Stop for a second and try to ask yourself: where did my clothes come from? Who mined the gold jewellery I am wearing? What forest produced the wooden chair I am sitting on? 

You probably don’t have the answers to these questions. Thus, like most of us, you have no idea how much pollution these items generated or if there was any illegal work condition involved in their production, such as child labour or even slavery. And that is why traceability matters, and it is vital in the shift to a circular economy.


Traceability – also known as supply chain transparency, is the ability to track a supply chain or material back to its origins, checking supplies movements and manufacturing facilities. Lack of traceability is a key obstacle to build a circular economy. 

How can one guarantee that a piece of furniture is circular if its wood came from an unknown place with unknown labour conditions?

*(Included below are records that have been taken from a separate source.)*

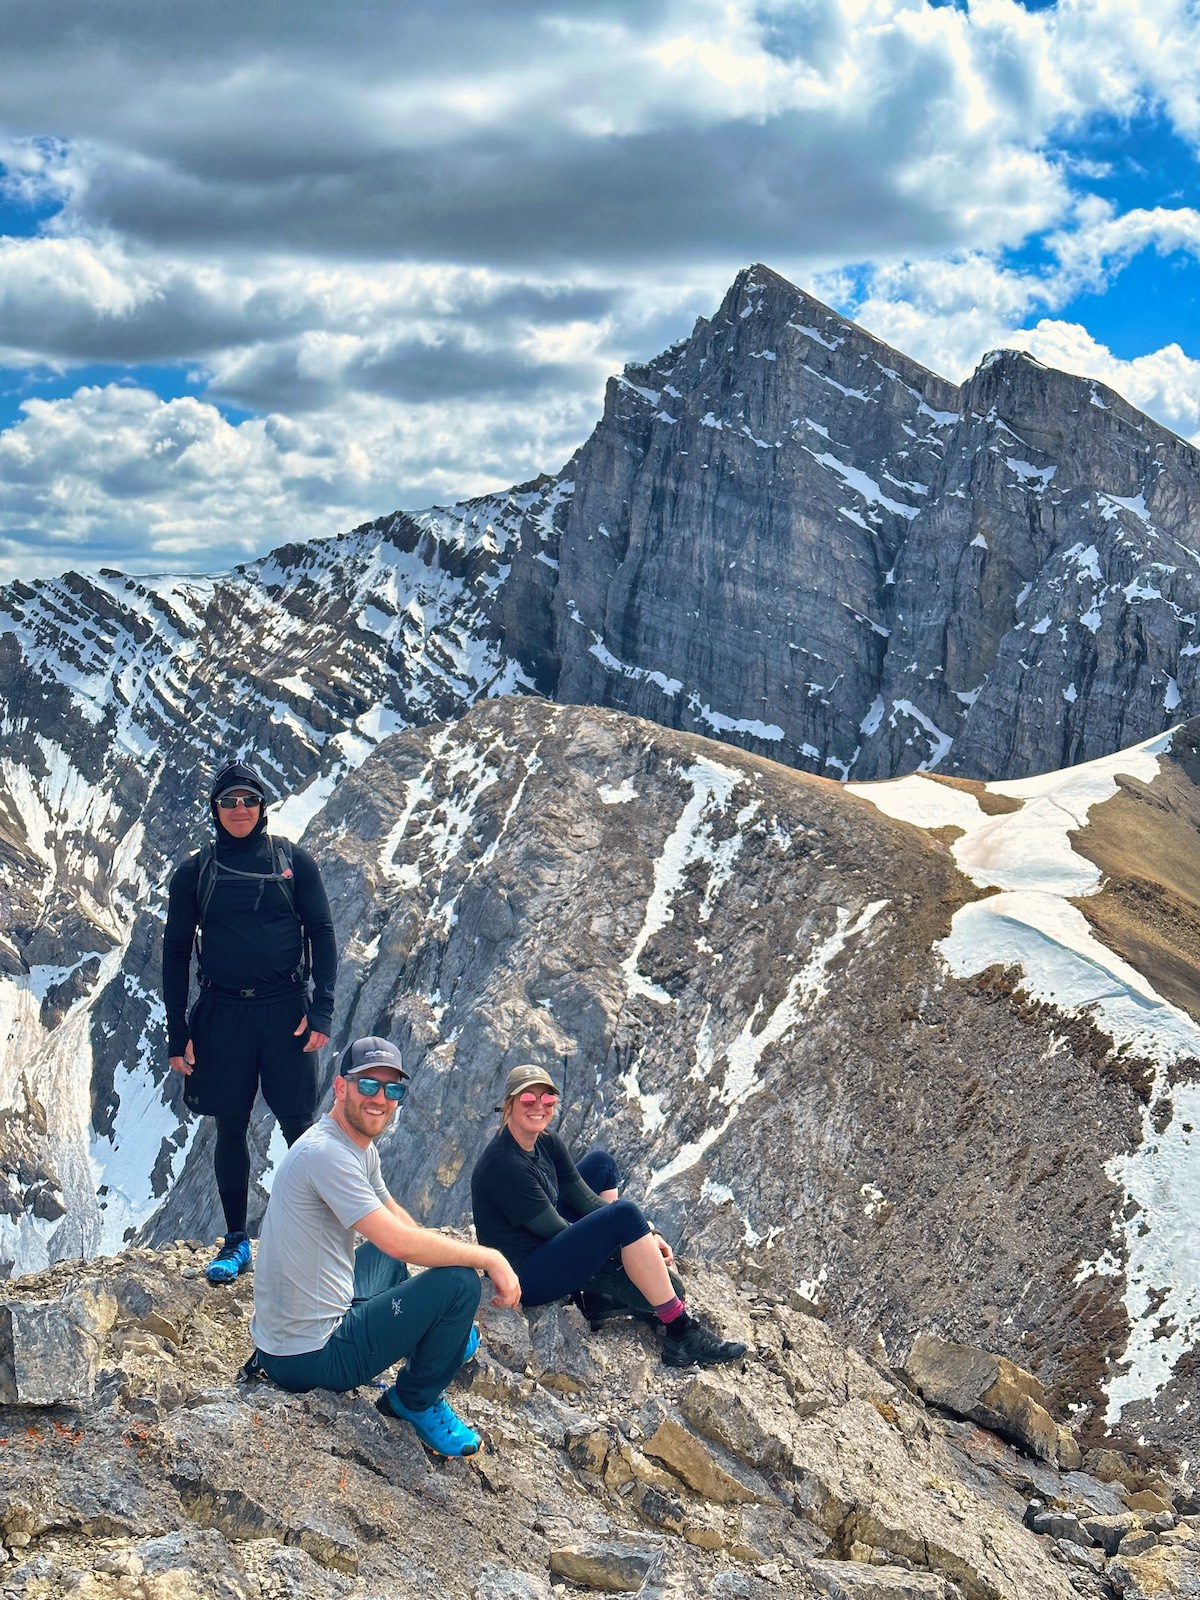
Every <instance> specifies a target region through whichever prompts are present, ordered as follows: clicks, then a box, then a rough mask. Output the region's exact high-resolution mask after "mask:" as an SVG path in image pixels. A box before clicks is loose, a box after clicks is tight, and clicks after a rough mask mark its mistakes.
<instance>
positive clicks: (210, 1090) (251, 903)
mask: <svg viewBox="0 0 1200 1600" xmlns="http://www.w3.org/2000/svg"><path fill="white" fill-rule="evenodd" d="M208 803H210V808H211V811H213V827H214V829H216V838H214V843H213V845H211V846H208V848H206V850H202V851H198V854H195V856H189V859H187V861H184V862H182V866H179V867H178V869H176V870H174V874H173V877H171V883H170V891H168V906H166V933H165V934H163V1003H165V1006H166V1054H168V1058H170V1064H171V1070H173V1072H181V1074H182V1075H184V1080H186V1082H184V1104H186V1106H187V1107H189V1109H190V1110H194V1112H197V1114H200V1115H202V1117H214V1118H216V1152H214V1158H213V1166H214V1171H216V1187H218V1194H219V1195H221V1206H222V1210H224V1213H226V1237H224V1243H222V1246H221V1250H219V1251H218V1253H216V1256H214V1258H213V1261H211V1262H210V1264H208V1272H206V1275H208V1280H210V1282H211V1283H232V1280H234V1278H235V1277H237V1275H238V1272H243V1270H245V1269H246V1267H248V1266H250V1238H248V1237H246V1200H248V1195H250V1142H248V1131H250V1112H251V1109H253V1104H254V1093H256V1090H258V1088H259V1085H261V1086H262V1098H264V1101H266V1102H267V1106H269V1107H270V1109H272V1110H274V1114H275V1117H277V1118H278V1125H280V1133H282V1134H283V1138H285V1139H286V1142H288V1146H291V1144H294V1142H296V1139H298V1138H299V1136H301V1134H302V1133H304V1130H306V1128H309V1126H312V1120H314V1117H315V1114H317V1051H318V1050H320V1048H322V1045H328V1042H330V1032H331V1029H333V982H334V978H336V973H338V947H336V944H334V936H333V918H331V915H330V902H328V899H326V896H325V888H323V885H322V880H320V872H318V870H317V862H315V861H314V859H312V856H310V854H309V853H307V850H301V848H299V845H291V843H290V842H288V840H282V838H272V835H270V834H269V832H267V790H266V787H264V784H262V779H261V778H259V774H258V773H256V771H254V768H253V766H246V765H245V763H243V762H230V763H229V765H227V766H222V768H221V771H219V773H218V774H216V778H214V779H213V787H211V790H210V795H208ZM197 930H198V938H197ZM194 944H195V946H197V966H198V976H200V995H198V998H197V1002H195V1005H194V1006H192V1010H190V1013H189V1010H187V990H189V979H190V965H192V946H194Z"/></svg>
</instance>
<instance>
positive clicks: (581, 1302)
mask: <svg viewBox="0 0 1200 1600" xmlns="http://www.w3.org/2000/svg"><path fill="white" fill-rule="evenodd" d="M669 1277H670V1286H672V1288H674V1290H675V1293H677V1294H678V1298H680V1299H683V1283H682V1280H680V1277H678V1275H677V1274H675V1272H670V1274H669ZM570 1299H571V1302H573V1304H574V1306H578V1307H579V1310H581V1312H582V1314H584V1317H586V1318H587V1322H589V1323H590V1325H592V1333H598V1331H600V1328H602V1326H603V1325H605V1323H606V1322H611V1320H613V1318H614V1317H634V1318H635V1320H637V1322H645V1323H650V1326H654V1325H656V1323H658V1317H656V1315H654V1307H653V1306H651V1304H650V1301H648V1299H646V1296H645V1294H643V1293H642V1290H640V1288H638V1286H637V1283H634V1280H632V1278H630V1277H629V1274H627V1272H626V1269H624V1267H622V1266H621V1253H619V1251H618V1253H616V1254H614V1256H611V1258H610V1259H608V1261H606V1262H605V1264H603V1266H602V1267H600V1270H598V1272H595V1274H594V1275H592V1277H590V1278H589V1280H587V1283H584V1285H582V1288H578V1290H576V1291H574V1293H573V1294H571V1296H570Z"/></svg>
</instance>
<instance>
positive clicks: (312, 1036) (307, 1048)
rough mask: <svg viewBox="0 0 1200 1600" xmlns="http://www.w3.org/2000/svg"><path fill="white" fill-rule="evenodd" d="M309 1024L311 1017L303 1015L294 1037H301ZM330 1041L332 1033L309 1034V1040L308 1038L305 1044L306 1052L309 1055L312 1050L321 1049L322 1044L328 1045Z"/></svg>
mask: <svg viewBox="0 0 1200 1600" xmlns="http://www.w3.org/2000/svg"><path fill="white" fill-rule="evenodd" d="M307 1026H309V1019H307V1016H302V1018H301V1021H299V1027H298V1029H296V1030H294V1034H293V1038H299V1037H301V1034H302V1032H304V1029H306V1027H307ZM328 1043H330V1035H328V1034H309V1040H307V1043H306V1046H304V1054H306V1056H307V1054H309V1051H310V1050H320V1048H322V1045H328Z"/></svg>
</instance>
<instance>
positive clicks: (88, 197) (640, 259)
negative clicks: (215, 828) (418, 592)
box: [0, 0, 1200, 576]
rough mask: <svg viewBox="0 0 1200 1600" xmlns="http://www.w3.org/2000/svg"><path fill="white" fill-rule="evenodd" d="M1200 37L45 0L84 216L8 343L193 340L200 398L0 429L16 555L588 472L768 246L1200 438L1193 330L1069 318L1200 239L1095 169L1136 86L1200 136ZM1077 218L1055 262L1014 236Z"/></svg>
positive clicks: (645, 14)
mask: <svg viewBox="0 0 1200 1600" xmlns="http://www.w3.org/2000/svg"><path fill="white" fill-rule="evenodd" d="M1198 32H1200V30H1197V27H1195V18H1194V14H1192V8H1190V6H1189V0H1141V3H1139V5H1138V6H1136V8H1131V6H1130V5H1128V0H1086V3H1085V0H1059V3H1058V5H1056V6H1053V8H1050V10H1027V8H1026V6H1022V5H1019V3H1016V0H973V5H971V6H970V11H968V10H960V8H957V6H950V5H942V6H933V5H928V3H926V0H664V3H662V5H659V6H656V8H651V10H650V11H648V8H646V6H643V5H637V3H634V0H589V3H586V5H582V3H581V5H578V6H571V8H562V6H554V8H552V6H549V5H546V3H544V0H542V3H539V0H512V3H509V5H506V6H502V8H501V6H494V5H493V3H486V5H485V3H482V0H443V3H442V5H440V6H438V8H437V10H435V11H430V10H429V8H413V6H395V5H390V3H387V0H346V3H344V5H342V6H338V8H330V6H326V5H317V3H315V0H296V3H294V5H291V6H290V10H288V26H286V29H280V27H278V24H277V18H275V16H274V13H272V14H269V13H266V11H261V10H256V8H253V6H251V8H246V6H238V5H234V0H210V3H208V5H205V6H203V8H200V10H197V11H194V13H189V16H187V22H186V26H182V24H181V16H179V13H178V11H173V10H171V8H154V6H146V5H142V3H141V0H109V3H107V5H106V11H104V18H102V19H101V18H99V16H98V13H96V10H94V5H93V3H91V0H56V6H54V8H53V21H51V14H48V11H46V6H45V0H8V5H6V10H5V51H3V54H0V106H3V107H5V110H3V126H0V163H3V166H5V170H6V178H3V179H2V181H0V203H2V202H5V200H8V202H13V203H18V205H35V206H37V205H42V206H43V208H45V206H61V208H62V210H61V213H59V216H58V218H56V219H54V221H53V222H51V224H48V227H46V232H45V237H37V238H8V240H0V362H3V363H6V365H8V366H10V368H11V370H13V371H14V373H16V374H18V386H19V387H21V390H22V392H24V394H35V392H37V382H38V381H40V379H42V378H45V374H46V373H58V374H62V373H67V374H72V373H83V374H86V373H88V368H90V366H99V368H101V370H102V371H104V373H106V374H107V373H109V371H114V370H115V371H122V370H130V371H131V373H133V374H134V378H136V373H138V366H139V363H157V365H158V366H162V365H171V366H174V368H176V370H178V371H181V373H187V371H190V373H192V374H194V376H192V379H190V387H192V390H194V395H195V398H194V400H192V402H171V403H163V402H150V398H149V397H142V398H141V400H134V398H133V397H134V395H136V394H138V389H136V387H133V389H130V387H112V386H104V384H86V386H85V387H83V389H82V390H80V394H77V395H74V397H72V398H67V400H58V402H51V403H50V405H48V406H46V408H37V406H32V408H30V410H29V411H27V413H26V414H24V416H22V418H21V421H18V422H16V424H14V426H13V427H11V429H10V430H8V432H6V434H0V464H14V466H16V464H24V466H22V470H24V474H26V477H18V478H16V480H13V482H6V483H3V485H0V526H3V528H5V534H6V538H8V541H10V552H14V554H10V557H8V570H14V566H16V565H19V563H21V558H22V557H21V549H22V542H24V541H26V539H30V541H32V539H37V541H38V542H40V546H42V549H43V550H50V552H53V550H54V549H56V542H58V541H62V544H64V547H72V549H75V550H77V552H78V555H80V560H82V558H83V557H85V555H86V554H88V552H91V550H96V552H99V558H102V560H112V562H120V560H128V558H130V552H136V550H138V549H144V552H146V560H147V562H160V560H165V558H168V557H174V555H176V554H179V555H184V554H187V550H189V549H190V546H189V541H190V539H194V541H195V550H197V554H195V558H194V563H195V565H202V563H203V562H205V560H206V555H205V554H203V552H205V550H206V549H211V550H218V549H219V550H221V552H226V554H224V555H222V557H221V558H222V560H224V558H230V554H229V552H248V550H251V549H253V550H259V549H262V547H264V546H266V544H269V542H275V541H277V539H280V538H293V536H294V534H296V533H298V531H323V533H328V531H333V530H334V528H336V526H341V525H344V523H346V522H350V520H362V517H365V515H374V514H378V512H382V510H389V509H392V507H394V506H398V504H408V506H419V504H424V502H427V501H429V499H432V498H445V496H458V494H462V493H469V491H472V490H482V488H494V486H499V485H504V483H510V482H515V480H518V478H520V477H525V475H531V474H533V472H536V470H541V469H554V467H557V466H560V464H562V461H563V459H565V456H566V454H570V450H571V448H573V446H574V445H578V443H579V442H581V440H582V437H584V435H586V434H587V430H589V427H590V424H592V422H594V419H595V416H597V414H598V408H600V394H602V387H603V379H605V376H606V373H608V371H613V370H618V368H619V366H621V365H622V362H624V360H629V358H645V357H650V355H653V354H654V352H656V350H658V349H661V347H662V346H664V344H667V342H669V341H670V339H674V338H678V336H680V334H683V333H686V331H688V328H690V326H691V322H693V320H694V317H696V315H698V314H710V312H712V309H714V306H715V304H717V301H718V298H720V294H722V291H723V288H725V286H726V285H728V282H730V280H731V277H733V274H734V272H736V270H738V267H741V266H744V264H747V262H749V261H752V259H762V261H766V262H768V264H773V266H776V267H779V270H784V272H787V274H789V275H790V277H794V278H797V280H798V282H805V283H814V285H816V288H818V293H821V285H826V291H827V293H830V294H832V298H834V299H837V301H838V304H842V306H846V302H848V296H846V293H843V291H845V290H846V286H848V285H850V282H851V277H850V275H848V274H850V269H851V267H853V270H854V282H862V278H864V277H866V288H862V290H861V291H859V294H858V306H856V314H858V315H859V318H861V320H862V322H864V323H866V325H867V326H869V328H872V331H875V333H878V334H880V336H883V338H886V339H888V341H890V342H893V344H896V346H898V347H901V349H904V350H906V352H909V354H912V355H914V357H917V358H918V360H923V362H926V363H928V365H931V366H934V368H936V370H939V371H942V373H946V376H950V378H963V376H966V373H968V371H970V370H971V368H973V366H974V363H976V362H978V358H979V357H981V355H982V354H984V350H987V349H989V347H994V346H998V344H1016V342H1022V339H1024V341H1026V342H1027V346H1029V347H1030V349H1032V341H1037V346H1038V354H1040V352H1042V350H1051V349H1061V350H1062V352H1064V355H1062V360H1064V363H1066V362H1067V360H1070V362H1075V363H1080V362H1091V363H1096V365H1093V366H1091V368H1090V370H1093V371H1096V374H1098V376H1104V378H1106V381H1110V382H1114V384H1115V386H1117V387H1123V389H1125V392H1126V394H1130V397H1131V398H1134V402H1136V403H1147V405H1149V408H1150V410H1154V411H1155V414H1158V416H1162V418H1163V419H1165V421H1168V426H1176V427H1184V430H1187V432H1194V430H1195V427H1194V422H1192V421H1190V419H1192V418H1194V410H1192V406H1194V400H1192V397H1194V394H1195V382H1194V371H1192V366H1194V363H1190V362H1189V358H1187V357H1186V355H1184V354H1182V352H1181V350H1174V352H1173V350H1171V349H1166V350H1158V352H1147V354H1146V355H1144V357H1141V358H1139V362H1141V363H1138V362H1133V363H1120V362H1114V357H1112V355H1110V354H1109V352H1107V350H1104V349H1102V346H1099V344H1098V342H1096V341H1091V342H1090V341H1088V336H1086V333H1085V330H1082V328H1075V326H1074V325H1072V323H1070V320H1069V317H1066V315H1064V317H1062V318H1061V320H1054V318H1056V315H1058V314H1059V312H1062V310H1064V307H1067V304H1069V301H1070V296H1072V294H1077V293H1078V291H1080V290H1082V288H1094V290H1104V288H1106V286H1110V285H1112V283H1114V282H1118V275H1120V269H1122V266H1123V264H1126V262H1128V261H1130V259H1131V258H1133V256H1134V254H1136V253H1138V251H1142V250H1147V248H1152V250H1157V251H1171V250H1176V251H1178V250H1187V251H1192V253H1195V248H1197V214H1195V211H1190V210H1189V208H1184V206H1179V208H1178V210H1174V211H1173V210H1170V208H1163V206H1162V205H1158V203H1155V205H1146V206H1142V208H1133V206H1131V208H1130V210H1128V211H1125V213H1123V214H1117V213H1115V211H1114V210H1112V208H1110V206H1104V205H1102V203H1096V202H1091V203H1088V202H1083V203H1080V198H1078V194H1077V190H1075V187H1074V186H1075V184H1078V182H1080V179H1082V178H1083V176H1085V174H1086V173H1094V171H1096V170H1098V168H1099V166H1101V165H1102V163H1099V162H1091V160H1090V155H1088V150H1086V144H1085V142H1080V141H1085V139H1086V130H1088V126H1090V120H1091V118H1094V117H1098V115H1099V117H1109V118H1110V117H1114V115H1115V117H1133V115H1136V114H1139V112H1144V110H1158V112H1162V115H1165V117H1166V118H1168V120H1170V122H1171V123H1173V126H1174V128H1176V131H1178V133H1179V134H1181V136H1182V138H1184V139H1192V141H1194V142H1195V141H1198V139H1200V118H1198V117H1197V88H1195V85H1197V82H1198V80H1200V61H1198V59H1197V34H1198ZM1067 133H1072V134H1074V141H1072V144H1070V149H1069V152H1066V150H1064V147H1062V146H1061V142H1059V141H1061V139H1062V138H1064V136H1066V134H1067ZM1038 235H1042V237H1045V238H1046V242H1048V248H1050V256H1048V259H1046V262H1045V266H1043V267H1040V269H1038V270H1037V272H1024V274H1022V272H1019V270H1014V269H1013V267H1008V266H1003V264H1002V259H1003V256H1005V253H1006V251H1011V250H1014V248H1018V246H1019V245H1021V243H1022V242H1026V240H1029V238H1030V237H1038ZM864 264H866V266H864ZM1038 317H1040V318H1042V320H1038V322H1037V323H1035V325H1034V326H1030V323H1034V318H1038ZM1022 328H1024V330H1026V331H1024V333H1022V331H1021V330H1022ZM1040 358H1043V360H1050V358H1053V357H1048V355H1045V354H1040ZM11 387H13V386H10V390H11ZM1139 395H1146V397H1152V403H1150V400H1141V398H1139ZM208 400H219V402H221V403H224V405H232V406H242V408H248V410H253V411H258V413H261V414H262V416H264V418H267V419H269V421H251V422H240V424H237V426H234V424H230V422H224V421H222V419H221V416H219V413H218V411H216V410H214V408H213V406H211V405H208V403H206V402H208ZM189 405H192V406H194V408H195V410H194V411H189V410H187V406H189ZM173 406H174V408H176V410H173ZM1155 408H1157V410H1155ZM285 427H294V429H298V432H296V435H294V437H296V440H299V443H296V445H294V448H293V446H291V445H288V446H285V445H283V443H282V438H283V434H285ZM106 429H107V430H110V437H104V438H101V437H98V438H94V440H90V438H88V434H90V430H106ZM189 429H190V430H194V435H195V437H190V435H189ZM189 437H190V443H184V438H189ZM288 437H291V435H288ZM35 438H37V448H35V450H34V448H32V442H34V440H35ZM138 442H141V443H138ZM139 448H144V450H146V451H147V453H149V458H150V459H149V462H147V464H142V469H141V472H139V470H138V469H136V451H138V450H139ZM123 451H125V454H123ZM355 451H363V453H365V456H366V461H368V462H370V464H368V466H365V467H363V469H362V470H360V472H355V470H350V462H352V461H355V459H358V458H357V456H355ZM197 459H203V461H205V464H206V470H208V472H211V482H208V480H205V482H200V478H195V480H194V482H192V480H190V478H189V466H187V464H189V462H192V461H197ZM189 482H190V496H192V498H190V501H189V502H187V504H186V502H184V498H182V496H184V490H182V485H184V483H189ZM251 483H253V485H254V496H251V494H250V493H248V490H246V485H251ZM139 485H141V486H139ZM139 496H144V501H139ZM56 518H61V520H58V522H56ZM139 518H141V522H139ZM139 528H141V530H142V531H141V533H139ZM22 530H24V531H22ZM230 530H234V531H232V533H230ZM139 539H141V541H142V542H141V546H139ZM122 552H126V554H122ZM133 558H134V562H136V555H134V557H133ZM2 574H3V565H0V576H2Z"/></svg>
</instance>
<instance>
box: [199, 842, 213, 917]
mask: <svg viewBox="0 0 1200 1600" xmlns="http://www.w3.org/2000/svg"><path fill="white" fill-rule="evenodd" d="M197 856H198V858H200V867H198V870H197V875H195V922H197V928H203V925H205V917H206V915H208V902H210V901H211V898H213V886H214V883H216V848H214V846H213V843H211V842H210V843H208V845H205V848H203V850H198V851H197Z"/></svg>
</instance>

We can only improve production and distribution practices if they are made visible.

In short, traceability can increase supply chain visibility; improve quality control systems and reduce risk. Keeping a record of the entire production and distribution history allow suppliers to react quickly to any issues.


Globalised supply chains face a more significant challenge when it comes to traceability. Fortunately, recent advancements in track-and-trace technologies are starting to tackle this issue.

Icebreaker – a company that makes clothing from New Zealand merino wool, invites customers to trace their garments back to the farmers who raised the sheep that made it. To do so, they have introduced Baacode – a unique tracking process that means consumers can trace the fibres of their garment back to the same flock of sheep that originally grew them. Consumers can also find out how each garment is made and follow the fibre to the factories that knit, dye, finish, cut, manufacture, and ship it. 

The British company Historic Futures works to design, develop, and deploy tools to improve value chain data management, from primary production to finished product. Using Internet-based systems and RFID tags – Radio-frequency identification, the company tracks commodities such as cotton and gold through the long and previously obscure supply chains of Wal-Mart, Gap, and Patagonia and others. 


Although traceability is not something new, we are more likely to hear about it in the years ahead. We already see a growing number of brands and retailers digging deep into their supply chains to understand better the environmental and social impact of the things they make and sell. Simultaneously, more and more consumers ask where their stuff comes from; they are concerned about unfair trade; labour conditions and global warming. Fashion Revolution ever-growing global community can confirm this. Traceability is all about looking back to look forward. As Historic Futures well puts “To make better products tomorrow, we need to know where they come from today.”.